Adarsh Dave, Jared Mitchell, Sven Burke et al.

In this work, we introduce a novel workflow that couples robotics to machine-learning for efficient optimization of a non-aqueous battery electrolyte. A custom-built automated experiment named "Clio" is coupled to Dragonfly - a Bayesian optimization-based experiment planner. Clio autonomously optimizes electrolyte conductivity over a single-salt, ternary solvent design space. Using this workflow, we identify 6 fast-charging electrolytes in 2 work-days and 42 experiments (compared with 60 days using exhaustive search of the 1000 possible candidates, or 6 days assuming only 10% of candidates are evaluated). Our method finds the highest reported conductivity electrolyte in a design space heavily explored by previous literature, converging on a high-conductivity mixture that demonstrates subtle electrolyte chemical physics.

Emil Annevelink, Rachel Kurchin, Eric Muckley et al.

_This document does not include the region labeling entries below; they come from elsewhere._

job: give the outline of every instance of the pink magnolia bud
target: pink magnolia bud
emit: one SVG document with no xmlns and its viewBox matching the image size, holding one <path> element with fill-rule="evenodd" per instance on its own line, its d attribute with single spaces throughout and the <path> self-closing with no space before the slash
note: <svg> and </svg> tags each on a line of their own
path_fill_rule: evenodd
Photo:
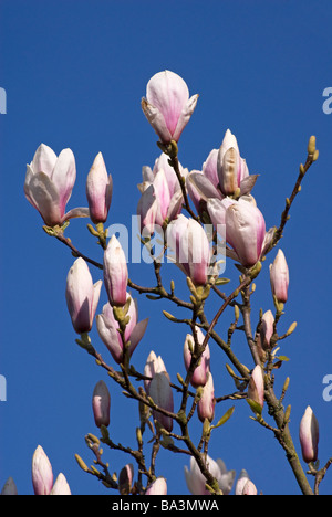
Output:
<svg viewBox="0 0 332 517">
<path fill-rule="evenodd" d="M 137 302 L 134 300 L 127 294 L 127 300 L 131 299 L 131 305 L 126 316 L 129 317 L 129 321 L 126 325 L 124 339 L 126 342 L 131 341 L 128 347 L 129 357 L 133 355 L 138 342 L 143 338 L 148 319 L 144 319 L 139 323 L 138 320 L 138 308 Z M 118 333 L 120 325 L 114 317 L 113 307 L 111 304 L 105 304 L 103 307 L 103 313 L 96 317 L 96 326 L 98 335 L 108 348 L 110 352 L 113 356 L 113 359 L 120 365 L 124 360 L 124 344 L 121 334 Z"/>
<path fill-rule="evenodd" d="M 281 250 L 278 251 L 273 264 L 270 265 L 270 281 L 273 296 L 278 302 L 286 304 L 288 299 L 289 268 Z"/>
<path fill-rule="evenodd" d="M 167 495 L 167 483 L 165 477 L 157 477 L 147 488 L 145 495 Z"/>
<path fill-rule="evenodd" d="M 112 176 L 107 175 L 103 155 L 98 152 L 86 178 L 86 198 L 90 218 L 95 224 L 106 221 L 112 201 Z"/>
<path fill-rule="evenodd" d="M 227 129 L 218 151 L 217 173 L 224 196 L 234 194 L 245 183 L 242 181 L 249 177 L 246 160 L 240 157 L 237 139 L 229 129 Z M 250 190 L 246 189 L 241 193 L 248 193 Z"/>
<path fill-rule="evenodd" d="M 155 74 L 146 86 L 142 109 L 164 144 L 178 141 L 196 107 L 198 95 L 189 98 L 188 86 L 174 72 Z"/>
<path fill-rule="evenodd" d="M 204 422 L 205 419 L 212 422 L 215 418 L 215 405 L 214 379 L 211 372 L 209 372 L 207 383 L 203 388 L 203 395 L 197 404 L 197 414 L 201 422 Z"/>
<path fill-rule="evenodd" d="M 250 479 L 243 486 L 242 495 L 257 495 L 257 488 Z"/>
<path fill-rule="evenodd" d="M 32 457 L 32 485 L 34 495 L 50 495 L 53 486 L 52 465 L 40 445 Z"/>
<path fill-rule="evenodd" d="M 65 298 L 77 334 L 89 333 L 100 300 L 102 281 L 93 284 L 86 262 L 79 257 L 66 277 Z"/>
<path fill-rule="evenodd" d="M 89 218 L 89 209 L 76 208 L 65 213 L 76 179 L 75 158 L 71 149 L 59 157 L 44 144 L 27 166 L 24 193 L 48 226 L 62 225 L 71 218 Z"/>
<path fill-rule="evenodd" d="M 118 492 L 122 496 L 129 495 L 133 487 L 134 466 L 132 463 L 125 465 L 118 474 Z"/>
<path fill-rule="evenodd" d="M 264 404 L 264 379 L 259 365 L 252 370 L 248 386 L 248 398 L 257 402 L 261 408 Z"/>
<path fill-rule="evenodd" d="M 173 391 L 169 386 L 169 378 L 165 372 L 162 371 L 160 373 L 155 373 L 149 384 L 148 395 L 160 409 L 173 412 Z M 173 430 L 172 416 L 167 416 L 157 410 L 153 410 L 153 416 L 167 431 L 170 432 Z"/>
<path fill-rule="evenodd" d="M 200 328 L 197 327 L 196 333 L 197 333 L 197 339 L 198 339 L 199 345 L 203 345 L 204 339 L 205 339 L 203 331 L 200 330 Z M 191 334 L 187 334 L 185 346 L 184 346 L 184 361 L 185 361 L 185 367 L 187 371 L 190 367 L 191 357 L 193 357 L 191 350 L 194 351 L 194 348 L 195 348 L 194 337 L 191 336 Z M 191 376 L 191 379 L 190 379 L 191 386 L 194 386 L 194 388 L 198 388 L 199 386 L 205 386 L 208 379 L 209 371 L 210 371 L 210 349 L 209 349 L 209 346 L 207 345 L 201 355 L 200 362 L 198 367 L 195 368 L 194 373 Z"/>
<path fill-rule="evenodd" d="M 211 475 L 217 479 L 219 488 L 224 495 L 228 495 L 231 490 L 235 472 L 227 471 L 225 463 L 221 460 L 212 460 L 209 455 L 204 456 L 206 466 Z M 196 460 L 190 457 L 190 468 L 185 466 L 185 478 L 188 490 L 193 495 L 210 495 L 210 492 L 206 488 L 206 478 L 201 474 Z"/>
<path fill-rule="evenodd" d="M 68 481 L 62 473 L 56 477 L 50 495 L 72 495 Z"/>
<path fill-rule="evenodd" d="M 111 395 L 104 381 L 98 381 L 93 390 L 92 411 L 97 428 L 110 425 Z"/>
<path fill-rule="evenodd" d="M 167 242 L 183 272 L 194 284 L 205 285 L 208 282 L 210 245 L 201 225 L 180 214 L 167 228 Z"/>
<path fill-rule="evenodd" d="M 307 408 L 300 423 L 300 443 L 305 463 L 315 462 L 319 446 L 319 423 L 310 407 Z"/>
<path fill-rule="evenodd" d="M 267 310 L 263 314 L 262 321 L 261 321 L 261 345 L 264 350 L 270 348 L 270 339 L 274 334 L 274 317 L 271 310 Z"/>
<path fill-rule="evenodd" d="M 4 483 L 1 495 L 19 495 L 17 485 L 12 477 L 9 477 Z"/>
<path fill-rule="evenodd" d="M 127 299 L 128 268 L 126 256 L 115 235 L 104 252 L 104 283 L 111 305 L 124 305 Z"/>
<path fill-rule="evenodd" d="M 162 371 L 166 373 L 166 376 L 168 376 L 162 357 L 157 357 L 152 350 L 144 367 L 144 376 L 151 378 L 149 380 L 144 380 L 144 388 L 147 394 L 149 394 L 149 384 L 152 379 L 155 377 L 156 373 L 160 373 Z"/>
</svg>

Large-scale electrification is vital to addressing the climate crisis, but several scientific and technological challenges remain to fully electrify both the chemical industry and transportation. In both of these areas, new electrochemical materials will be critical, but their development currently relies heavily on human-time-intensive experimental trial and error and computationally expensive first-principles, meso-scale and continuum simulations. We present an automated workflow, AutoMat, that accelerates these computational steps by introducing both automated input generation and management of simulations across scales from first principles to continuum device modeling. Furthermore, we show how to seamlessly integrate multi-fidelity predictions such as machine learning surrogates or automated robotic experiments "in-the-loop". The automated framework is implemented with design space search techniques to dramatically accelerate the overall materials discovery pipeline by implicitly learning design features that optimize device performance across several metrics. We discuss the benefits of AutoMat using examples in electrocatalysis and energy storage and highlight lessons learned.